The last model tested was the KNN model, or K nearest neighbors model. This model looks for similar observations in the dataset, observations that are close in distance. For this model the parameter to tune is K, with larger K values leading to smoother estimates and smaller Ks resulting in more flexible estimates (Irizarry 2019). Again the caret package train function was used and the number of cross validation samples used was 2, each comprised of 90 percent of the observations to limit computation time, which was significant for the KNN model. The optimatal K value was found to be 40 and this produced an RMSE of `r round(rmse_knn,5)`.
#Results
While several of the machine learning algorithims produced RMSE below 0.9, the lowest RMSE was still from the linear regresion model. A table below shows the RMSE generated with the tuned models using the smaller training dataset with 79,999 observations and the test dataset with 15,287 observations. It's possible that with a larger training dataset the best model would have been different, however the computation time on the desktop computer used was significant even with the reduced size dataset.
##Table of RMSEs and models
```{r , echo=FALSE}
rmse_results %>%
kable() %>%
kable_styling()
```
## RMSE
The final result RMSE using the linear regression model created using the full Edx dataset with approximately 9 million records and the almost 1 million validation records was `r round(final_rmse,5)`.
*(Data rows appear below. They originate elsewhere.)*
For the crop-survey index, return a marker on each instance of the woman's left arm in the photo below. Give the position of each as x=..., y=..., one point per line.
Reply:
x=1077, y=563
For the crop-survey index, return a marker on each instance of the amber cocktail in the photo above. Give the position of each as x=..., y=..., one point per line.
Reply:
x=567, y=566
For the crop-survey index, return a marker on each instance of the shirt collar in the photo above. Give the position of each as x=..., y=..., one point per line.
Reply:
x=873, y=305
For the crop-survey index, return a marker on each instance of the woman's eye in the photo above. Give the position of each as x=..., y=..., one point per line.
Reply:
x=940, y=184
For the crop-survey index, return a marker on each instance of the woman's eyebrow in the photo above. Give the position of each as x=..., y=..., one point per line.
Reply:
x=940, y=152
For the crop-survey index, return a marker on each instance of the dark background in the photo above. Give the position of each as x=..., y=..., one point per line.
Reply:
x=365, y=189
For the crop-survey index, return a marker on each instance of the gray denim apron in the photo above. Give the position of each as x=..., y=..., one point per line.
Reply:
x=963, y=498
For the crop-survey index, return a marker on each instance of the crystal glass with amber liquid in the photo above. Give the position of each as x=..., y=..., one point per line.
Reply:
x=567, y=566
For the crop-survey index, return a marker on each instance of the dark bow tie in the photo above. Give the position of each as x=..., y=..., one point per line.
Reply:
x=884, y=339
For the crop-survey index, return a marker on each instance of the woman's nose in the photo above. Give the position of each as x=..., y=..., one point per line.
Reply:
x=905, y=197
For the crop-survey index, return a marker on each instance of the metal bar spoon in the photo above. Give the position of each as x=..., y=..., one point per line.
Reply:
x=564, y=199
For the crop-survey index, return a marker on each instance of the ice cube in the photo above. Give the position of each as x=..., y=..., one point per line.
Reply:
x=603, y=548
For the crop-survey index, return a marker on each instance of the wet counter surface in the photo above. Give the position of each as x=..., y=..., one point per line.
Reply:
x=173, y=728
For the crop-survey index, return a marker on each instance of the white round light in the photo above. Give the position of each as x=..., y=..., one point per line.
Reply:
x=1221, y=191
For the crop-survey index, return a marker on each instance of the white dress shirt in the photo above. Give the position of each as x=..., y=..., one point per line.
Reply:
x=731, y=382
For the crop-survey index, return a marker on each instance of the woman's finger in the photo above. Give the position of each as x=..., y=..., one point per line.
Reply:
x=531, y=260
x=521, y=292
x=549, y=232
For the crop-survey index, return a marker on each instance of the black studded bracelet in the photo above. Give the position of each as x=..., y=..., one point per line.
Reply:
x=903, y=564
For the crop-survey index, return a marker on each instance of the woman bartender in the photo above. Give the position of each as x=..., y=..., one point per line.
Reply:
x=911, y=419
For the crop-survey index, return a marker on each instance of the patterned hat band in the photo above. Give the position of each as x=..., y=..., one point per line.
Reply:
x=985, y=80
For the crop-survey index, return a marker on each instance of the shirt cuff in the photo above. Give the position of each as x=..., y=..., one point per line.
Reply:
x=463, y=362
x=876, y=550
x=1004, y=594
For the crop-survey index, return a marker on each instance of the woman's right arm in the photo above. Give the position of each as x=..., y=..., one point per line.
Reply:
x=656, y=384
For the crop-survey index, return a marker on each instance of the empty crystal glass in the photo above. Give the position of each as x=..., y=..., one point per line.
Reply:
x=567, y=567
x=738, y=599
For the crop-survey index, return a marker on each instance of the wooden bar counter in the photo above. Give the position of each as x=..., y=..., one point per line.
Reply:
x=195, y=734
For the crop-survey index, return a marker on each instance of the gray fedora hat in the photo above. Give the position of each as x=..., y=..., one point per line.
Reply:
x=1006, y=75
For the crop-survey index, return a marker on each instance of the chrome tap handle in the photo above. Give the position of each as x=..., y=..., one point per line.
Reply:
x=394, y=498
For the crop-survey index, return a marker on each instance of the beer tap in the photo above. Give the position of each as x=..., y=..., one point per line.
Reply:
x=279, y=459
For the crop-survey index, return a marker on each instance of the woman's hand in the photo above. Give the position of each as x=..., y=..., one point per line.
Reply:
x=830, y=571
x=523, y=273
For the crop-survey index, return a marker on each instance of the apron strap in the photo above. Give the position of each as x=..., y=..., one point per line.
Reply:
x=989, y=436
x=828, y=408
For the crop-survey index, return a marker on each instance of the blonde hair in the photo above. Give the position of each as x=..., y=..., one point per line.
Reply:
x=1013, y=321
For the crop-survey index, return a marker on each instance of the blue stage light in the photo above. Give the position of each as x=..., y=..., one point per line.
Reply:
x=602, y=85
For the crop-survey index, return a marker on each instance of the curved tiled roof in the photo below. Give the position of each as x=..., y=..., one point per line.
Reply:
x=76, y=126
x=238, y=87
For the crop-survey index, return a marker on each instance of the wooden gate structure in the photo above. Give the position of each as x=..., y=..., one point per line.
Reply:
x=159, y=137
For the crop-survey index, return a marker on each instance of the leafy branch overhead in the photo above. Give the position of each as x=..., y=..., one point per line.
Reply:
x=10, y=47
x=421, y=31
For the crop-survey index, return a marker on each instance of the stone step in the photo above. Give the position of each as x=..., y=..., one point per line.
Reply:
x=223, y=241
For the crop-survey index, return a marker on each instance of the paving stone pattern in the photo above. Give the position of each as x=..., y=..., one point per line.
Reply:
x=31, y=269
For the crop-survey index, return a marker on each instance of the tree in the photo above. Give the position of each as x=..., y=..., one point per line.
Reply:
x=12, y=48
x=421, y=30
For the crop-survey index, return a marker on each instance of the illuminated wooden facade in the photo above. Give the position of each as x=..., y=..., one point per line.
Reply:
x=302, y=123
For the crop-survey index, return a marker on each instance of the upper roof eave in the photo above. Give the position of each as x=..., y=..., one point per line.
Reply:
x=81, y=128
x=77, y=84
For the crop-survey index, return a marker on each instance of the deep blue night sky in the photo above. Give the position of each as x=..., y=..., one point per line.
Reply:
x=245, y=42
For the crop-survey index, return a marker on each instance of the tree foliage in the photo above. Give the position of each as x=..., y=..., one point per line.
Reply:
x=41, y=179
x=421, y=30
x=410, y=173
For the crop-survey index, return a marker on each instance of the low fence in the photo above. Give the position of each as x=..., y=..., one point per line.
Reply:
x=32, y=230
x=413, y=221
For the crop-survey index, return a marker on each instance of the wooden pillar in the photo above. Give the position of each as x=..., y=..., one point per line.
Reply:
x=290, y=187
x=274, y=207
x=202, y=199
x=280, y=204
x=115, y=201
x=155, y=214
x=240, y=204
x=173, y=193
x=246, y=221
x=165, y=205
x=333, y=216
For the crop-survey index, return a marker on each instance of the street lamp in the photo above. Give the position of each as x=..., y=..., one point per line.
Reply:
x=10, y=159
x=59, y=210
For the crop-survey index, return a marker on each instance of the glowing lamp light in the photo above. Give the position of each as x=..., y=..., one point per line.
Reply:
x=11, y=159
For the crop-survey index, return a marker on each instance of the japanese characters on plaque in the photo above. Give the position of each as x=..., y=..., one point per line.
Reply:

##Linear Regression Model Coefficients
```{r , echo=FALSE}
fit2_t %>%
kable() %>%
kable_styling()
```
#Conclusion
Perhaps it should not be suprising that the best model for RMSE was linear regression since the number of predictors was small. One would expect the relationship between the predictors and the outcome to be linear. For example, the higher others have rated a movie the higher we expect the current user to rate the movie and we'd generally expect someone to rate all movies higher or lower, taking into account their genres preferences. Regularizing the movie and user means into the effects also reduced some of the noise, making the predictions more accurate. It's possible that using the full movielens dataset or trying more models with different parameters could have resulted in a smaller RMSE. However, the time it took a desktop computer to run the models using the 80,000 record sample was still considerable and given the small number of predictors a much better model was not gauranteed.